Mediation is an out-of-court procedure for resolving conflicts. Communication problems and emotional wounds are the main causes of conflicts - both in social disputes and in the family sphere. As a result, disputes are often not about the actual subject of the dispute, but about substitute positions. In the event of a dispute in court, the victory of one party often leads to the losing party looking for a new "field of activity" or the fact that the winning party has been proved right gives rise to further conflicts. This is because the unrecognised problem behind the dispute cannot be resolved in court. However, if the actual emotional conflict, which the parties involved often do not even recognise themselves, is resolved by the parties themselves and satisfactorily for both sides through mediation, the risk of a subsequent dispute is significantly reduced.

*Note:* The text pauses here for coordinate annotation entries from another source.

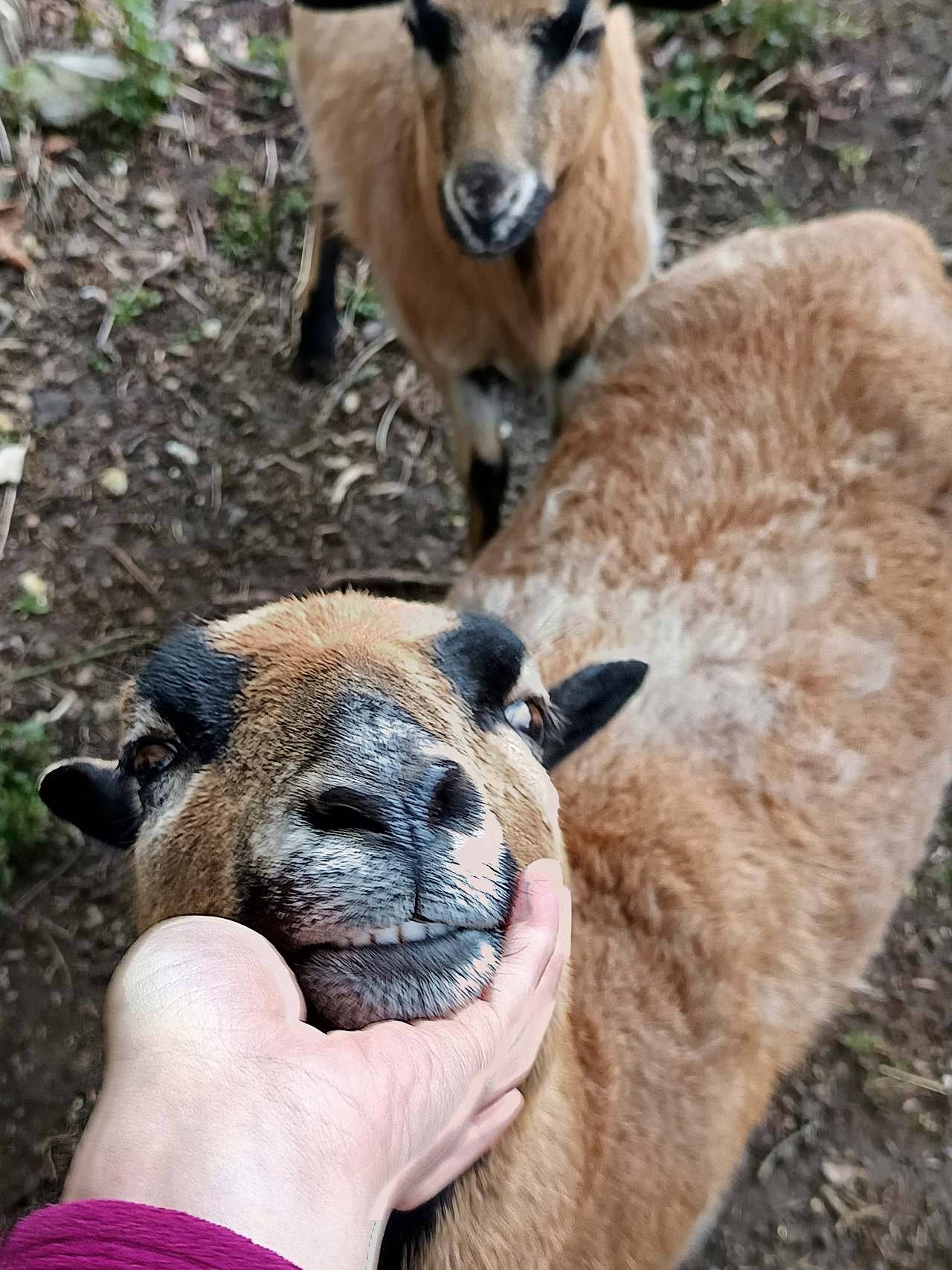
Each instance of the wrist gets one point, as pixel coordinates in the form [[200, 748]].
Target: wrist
[[206, 1156]]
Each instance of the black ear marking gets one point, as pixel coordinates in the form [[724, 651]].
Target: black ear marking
[[95, 797], [432, 31], [193, 686], [483, 659], [672, 5], [587, 702], [341, 5]]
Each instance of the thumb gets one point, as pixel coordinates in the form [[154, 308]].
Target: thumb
[[194, 977]]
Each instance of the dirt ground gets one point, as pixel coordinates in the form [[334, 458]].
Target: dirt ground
[[242, 484]]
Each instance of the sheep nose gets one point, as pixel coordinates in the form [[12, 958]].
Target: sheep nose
[[445, 798], [479, 188], [441, 798]]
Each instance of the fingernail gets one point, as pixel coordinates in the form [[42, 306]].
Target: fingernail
[[546, 871], [549, 870]]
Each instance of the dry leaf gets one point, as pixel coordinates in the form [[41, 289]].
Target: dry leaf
[[57, 144], [12, 212]]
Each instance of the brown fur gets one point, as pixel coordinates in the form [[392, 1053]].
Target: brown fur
[[376, 118], [756, 499]]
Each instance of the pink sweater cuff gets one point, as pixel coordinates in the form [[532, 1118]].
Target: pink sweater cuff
[[112, 1235]]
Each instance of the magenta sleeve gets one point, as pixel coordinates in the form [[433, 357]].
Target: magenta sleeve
[[112, 1235]]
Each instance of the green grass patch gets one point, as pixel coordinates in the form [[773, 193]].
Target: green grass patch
[[729, 52], [25, 752]]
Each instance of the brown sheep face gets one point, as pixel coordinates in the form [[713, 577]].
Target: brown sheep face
[[358, 779], [509, 92]]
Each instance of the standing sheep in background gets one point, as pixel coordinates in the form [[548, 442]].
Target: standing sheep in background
[[756, 499], [492, 160]]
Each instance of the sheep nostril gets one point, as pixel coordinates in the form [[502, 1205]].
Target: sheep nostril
[[451, 799], [344, 810]]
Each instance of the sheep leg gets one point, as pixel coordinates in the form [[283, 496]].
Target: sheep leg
[[481, 456], [319, 312]]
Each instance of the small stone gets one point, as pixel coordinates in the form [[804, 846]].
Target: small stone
[[159, 199], [196, 54], [12, 464], [184, 454], [79, 247], [50, 407], [115, 481]]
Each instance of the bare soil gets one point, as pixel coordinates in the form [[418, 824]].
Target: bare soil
[[285, 488]]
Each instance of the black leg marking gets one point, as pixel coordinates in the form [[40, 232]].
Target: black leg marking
[[488, 485], [408, 1235], [567, 364], [319, 321]]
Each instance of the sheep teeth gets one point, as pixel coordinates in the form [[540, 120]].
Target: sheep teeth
[[404, 932]]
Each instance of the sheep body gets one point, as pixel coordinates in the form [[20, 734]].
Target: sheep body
[[522, 315], [754, 496], [754, 499]]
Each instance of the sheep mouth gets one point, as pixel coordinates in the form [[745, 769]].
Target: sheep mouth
[[352, 984]]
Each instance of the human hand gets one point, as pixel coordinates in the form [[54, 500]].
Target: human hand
[[221, 1103]]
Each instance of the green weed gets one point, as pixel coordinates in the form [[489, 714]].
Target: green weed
[[730, 52], [25, 752], [149, 84], [129, 305], [272, 54], [853, 161], [244, 217]]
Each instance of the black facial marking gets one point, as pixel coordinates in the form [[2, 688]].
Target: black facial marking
[[556, 36], [193, 686], [432, 31], [319, 321], [97, 798], [569, 362], [483, 659], [587, 702], [341, 5], [488, 379]]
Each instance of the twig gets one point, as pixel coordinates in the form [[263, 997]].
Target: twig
[[201, 249], [233, 333], [107, 648], [7, 516], [57, 957], [377, 580], [271, 160], [335, 393], [134, 569], [95, 199], [385, 422], [921, 1083]]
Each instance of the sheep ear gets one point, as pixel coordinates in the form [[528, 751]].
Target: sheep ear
[[341, 5], [672, 5], [587, 702], [95, 797]]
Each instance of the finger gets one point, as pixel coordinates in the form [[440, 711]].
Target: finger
[[472, 1045], [513, 1068], [201, 975], [538, 932], [483, 1132]]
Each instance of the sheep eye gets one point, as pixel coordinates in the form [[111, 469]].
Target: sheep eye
[[528, 719], [591, 41], [150, 758]]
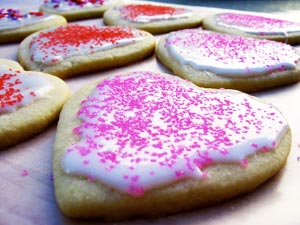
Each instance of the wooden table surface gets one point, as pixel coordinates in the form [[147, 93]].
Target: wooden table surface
[[26, 183]]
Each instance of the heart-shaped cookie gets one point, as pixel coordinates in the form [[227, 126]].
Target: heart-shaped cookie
[[16, 24], [154, 18], [30, 102], [134, 144], [74, 49], [215, 60], [254, 25]]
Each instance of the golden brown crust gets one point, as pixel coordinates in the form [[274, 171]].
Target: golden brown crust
[[78, 14], [79, 198], [16, 35], [32, 119]]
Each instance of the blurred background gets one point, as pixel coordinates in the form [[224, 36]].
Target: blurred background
[[247, 5]]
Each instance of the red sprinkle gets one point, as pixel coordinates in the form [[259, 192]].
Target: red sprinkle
[[134, 10]]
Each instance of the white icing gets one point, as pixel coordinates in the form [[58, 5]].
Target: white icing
[[9, 24], [169, 130], [261, 25], [67, 5], [229, 55]]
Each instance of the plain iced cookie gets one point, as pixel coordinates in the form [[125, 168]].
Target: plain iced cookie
[[30, 102], [15, 24], [254, 25], [215, 60], [74, 49], [151, 17], [147, 144], [78, 9]]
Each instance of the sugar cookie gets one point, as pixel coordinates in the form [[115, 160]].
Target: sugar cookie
[[161, 145], [151, 17], [15, 24], [30, 102], [75, 49], [256, 26], [78, 9], [216, 60]]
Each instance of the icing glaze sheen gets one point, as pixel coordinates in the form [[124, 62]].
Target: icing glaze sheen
[[52, 46], [255, 24], [145, 13], [66, 5], [18, 89], [12, 18], [143, 130], [229, 55]]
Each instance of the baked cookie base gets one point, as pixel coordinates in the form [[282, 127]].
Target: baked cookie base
[[78, 197]]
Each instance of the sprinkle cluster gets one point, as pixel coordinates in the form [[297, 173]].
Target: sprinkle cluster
[[82, 3], [230, 55], [143, 130], [253, 23], [134, 11], [14, 14], [50, 47], [18, 89], [9, 93]]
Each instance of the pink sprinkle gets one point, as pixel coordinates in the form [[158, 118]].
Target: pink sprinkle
[[24, 173], [136, 191], [254, 145], [91, 178], [244, 163], [179, 173]]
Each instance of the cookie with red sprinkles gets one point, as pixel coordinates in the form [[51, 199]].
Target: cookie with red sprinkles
[[149, 144], [73, 49], [260, 26], [16, 24], [215, 60], [152, 17], [78, 9], [30, 102]]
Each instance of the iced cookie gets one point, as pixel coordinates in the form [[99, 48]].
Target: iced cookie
[[78, 9], [15, 25], [154, 18], [216, 60], [256, 26], [162, 145], [30, 102], [74, 49]]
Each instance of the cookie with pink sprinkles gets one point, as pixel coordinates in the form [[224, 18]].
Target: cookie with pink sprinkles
[[151, 17], [74, 49], [254, 25], [30, 102], [162, 145], [216, 60]]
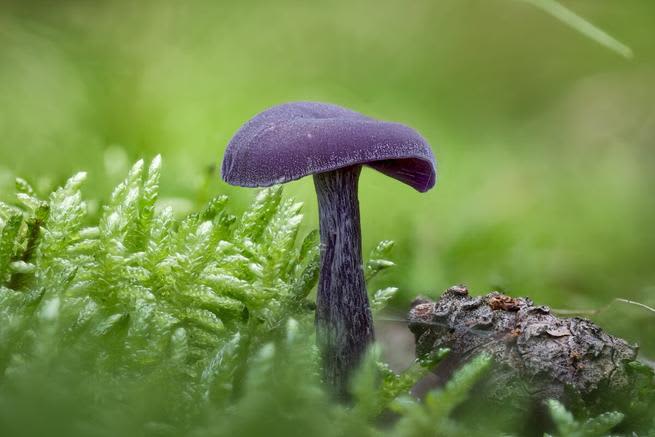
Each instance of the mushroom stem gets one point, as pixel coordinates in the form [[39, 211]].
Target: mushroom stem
[[344, 324]]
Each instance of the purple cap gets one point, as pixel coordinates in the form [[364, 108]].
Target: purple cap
[[293, 140]]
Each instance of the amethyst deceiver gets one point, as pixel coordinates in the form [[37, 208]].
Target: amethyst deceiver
[[293, 140]]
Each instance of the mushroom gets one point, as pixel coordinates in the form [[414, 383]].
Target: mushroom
[[332, 143]]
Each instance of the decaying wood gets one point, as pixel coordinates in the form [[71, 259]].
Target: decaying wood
[[535, 352]]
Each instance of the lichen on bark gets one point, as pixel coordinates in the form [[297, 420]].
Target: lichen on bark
[[537, 355]]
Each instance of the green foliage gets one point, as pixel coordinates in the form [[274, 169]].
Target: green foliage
[[132, 321], [432, 417], [136, 322], [568, 426]]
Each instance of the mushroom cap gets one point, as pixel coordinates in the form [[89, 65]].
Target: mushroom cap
[[293, 140]]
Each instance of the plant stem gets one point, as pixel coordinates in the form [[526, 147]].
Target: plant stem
[[344, 324]]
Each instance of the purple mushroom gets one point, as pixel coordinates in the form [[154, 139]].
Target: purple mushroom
[[293, 140]]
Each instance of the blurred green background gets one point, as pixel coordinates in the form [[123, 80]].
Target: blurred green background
[[544, 138]]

The beginnings of mediation date back to antiquity. Later - at the time of the Peace of Westphalia - the process was used to establish the treaty on which this peace was based from 1643-1648. The peace agreement between Egypt and Israel based on the Camp David Accords of 1978 was also reached through mediation. Mediation has become increasingly important in Germany since around the 1980s. In addition to solving political problems, mediation can also be used to resolve disputes in the business environment, for example in shareholder disputes or in the context of major projects. For example, the proceedings surrounding the expansion of Frankfurt Airport (1998-2000) and Vienna Airport (2000-2005) have already been successfully concluded through mediation. Since 1989, mediation has also become a successful form of conflict resolution in the day-to-day business of companies such as Motorola. Another example of a successful mediation procedure is the settlement of a dispute totalling the equivalent of €100 million between Hollandsche Beton Groepnv (HBG) and Wayss & Freytag AG in 2000 in connection with a share purchase and transfer agreement.

The high level of acceptance of a solution found through mediation is based on the fact that only the parties to the conflict are involved in developing the results within the process. This distinguishes mediation from court proceedings or arbitration, at the end of which there would be a court judgement with winners and losers. Mediation does not ask about winners, losers or guilt. The mediation process creates new approaches that can include unconventional solutions. The results of mediation therefore go beyond a conventional compromise, which is often the conclusion of court settlements.